In fact it was Pfizer, which has a vaccine set to roll out for prioritized inoculations of health care professionals and residents of long-term care facilities as early as next week, that has begun running trials of the vaccine on children as young as 12. So far, a few thousand children have participated in those trials. By contrast, Pfizer tested its vaccine on more than 40,000 adults before seeking approval to release it.

Drugmakers Moderna and AstraZeneca also have vaccine candidates awaiting approval from the FDA. They are currently seeking children volunteers as well.

Depending on the outcome of those trials, children in the age groups tested could be deemed eligible, but not children any younger.

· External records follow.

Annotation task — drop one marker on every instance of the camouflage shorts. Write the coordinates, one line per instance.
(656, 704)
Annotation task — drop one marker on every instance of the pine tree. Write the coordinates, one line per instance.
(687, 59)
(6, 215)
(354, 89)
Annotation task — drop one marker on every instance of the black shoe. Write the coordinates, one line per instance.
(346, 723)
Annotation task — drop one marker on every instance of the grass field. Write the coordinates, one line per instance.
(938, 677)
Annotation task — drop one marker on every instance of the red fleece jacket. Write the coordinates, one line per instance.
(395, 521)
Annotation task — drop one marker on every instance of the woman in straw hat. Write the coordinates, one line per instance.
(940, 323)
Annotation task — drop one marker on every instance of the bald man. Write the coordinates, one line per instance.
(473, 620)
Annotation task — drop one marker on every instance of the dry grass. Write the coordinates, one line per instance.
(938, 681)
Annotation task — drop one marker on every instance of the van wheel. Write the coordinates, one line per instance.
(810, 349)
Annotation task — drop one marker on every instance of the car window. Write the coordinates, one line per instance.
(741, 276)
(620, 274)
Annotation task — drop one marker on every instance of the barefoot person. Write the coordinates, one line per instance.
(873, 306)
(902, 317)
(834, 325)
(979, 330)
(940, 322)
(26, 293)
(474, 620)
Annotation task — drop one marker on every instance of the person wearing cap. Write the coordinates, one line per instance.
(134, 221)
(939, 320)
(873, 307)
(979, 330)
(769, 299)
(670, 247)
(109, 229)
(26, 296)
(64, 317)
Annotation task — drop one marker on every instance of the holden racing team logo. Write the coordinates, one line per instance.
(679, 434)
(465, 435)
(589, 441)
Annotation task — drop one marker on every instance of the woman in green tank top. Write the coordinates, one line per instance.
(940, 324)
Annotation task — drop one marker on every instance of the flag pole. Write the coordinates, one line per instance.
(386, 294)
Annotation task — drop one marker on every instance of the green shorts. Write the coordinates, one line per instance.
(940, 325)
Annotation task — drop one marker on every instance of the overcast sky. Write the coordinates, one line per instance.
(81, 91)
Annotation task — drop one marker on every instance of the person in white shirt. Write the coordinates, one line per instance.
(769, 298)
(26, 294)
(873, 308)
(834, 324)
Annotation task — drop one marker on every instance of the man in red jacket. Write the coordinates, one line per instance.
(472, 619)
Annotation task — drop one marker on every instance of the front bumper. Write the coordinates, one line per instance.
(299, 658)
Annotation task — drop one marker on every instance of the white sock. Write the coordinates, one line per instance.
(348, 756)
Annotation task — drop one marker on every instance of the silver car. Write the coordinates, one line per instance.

"The physiology of a 5-year-old is not the same as a 16-year-old," Ezike said. "Eventually, we will get to know more about who it can be given to, from the lower age limit to if there's an upper age limit."

The U.S. Food and Drug Administration's vaccine development website notes that trials of "vaccines intended for children are generally tested first in adults, with a step-down clinical development program to children and infants."

Which is the way it should be done, health experts agree.

"Children aren't little adults," Goza said. "Children just respond to things differently. They're smaller, so their bodies react differently to doses. It's those types of things you have to think about, how their kidneys and livers break things down differently."

Once the trials are underway, researchers have to watch for an array of results. It can take months to determine the effects.

In adults, the Pfizer vaccine requires two injections separated by 21 to 28 days. Researchers examining data on children need to determine the size of dosages, the best time interval between injections and how many to administer.

"By the way it's being phased in anyway, it will be months before children are even eligible to be vaccinated," said Dr. Jonathan Pinsky, medical director of infection control and prevention at Edward Hospital in Naperville. "The good news is that by the time children do get it, there will be a wealth of safety data available."

In Illinois, COVID-19 has killed just nine people under age 20, according to IDPH figures, a fraction of the 13,666 Illinoisans who have died from the respiratory disease. However, nearly 15% of all the cases in Illinois are in that age group.

Nationally, COVID-19 has killed 528 Americans under age 25, according to the U.S. Centers for Disease Control and Prevention.

Once the vaccine is approved for children, there's no guarantee every child in an American classroom will have been inoculated.

"The problem is we don't know what the spread in schools is like," Goza said. "It's up to each state to determine if a vaccine will be required for school re-entry or not."

It doesn't appear Illinois lawmakers or public health officials are ready to make that decision just yet. Ezike said school districts already struggle to get compliance with current IDPH vaccination requirements. She complained that parents use "loopholes" to get around those requirements, which she said caused a "mini-outbreak of measles" more than a year ago.

"Before we talk about any additional mandates, we just want to get past the situation we're in now," Ezike said Tuesday. "When this is in the rearview mirror, we can talk about what we need to do to keep it in the rearview mirror, and if school mandates will have to be part of that."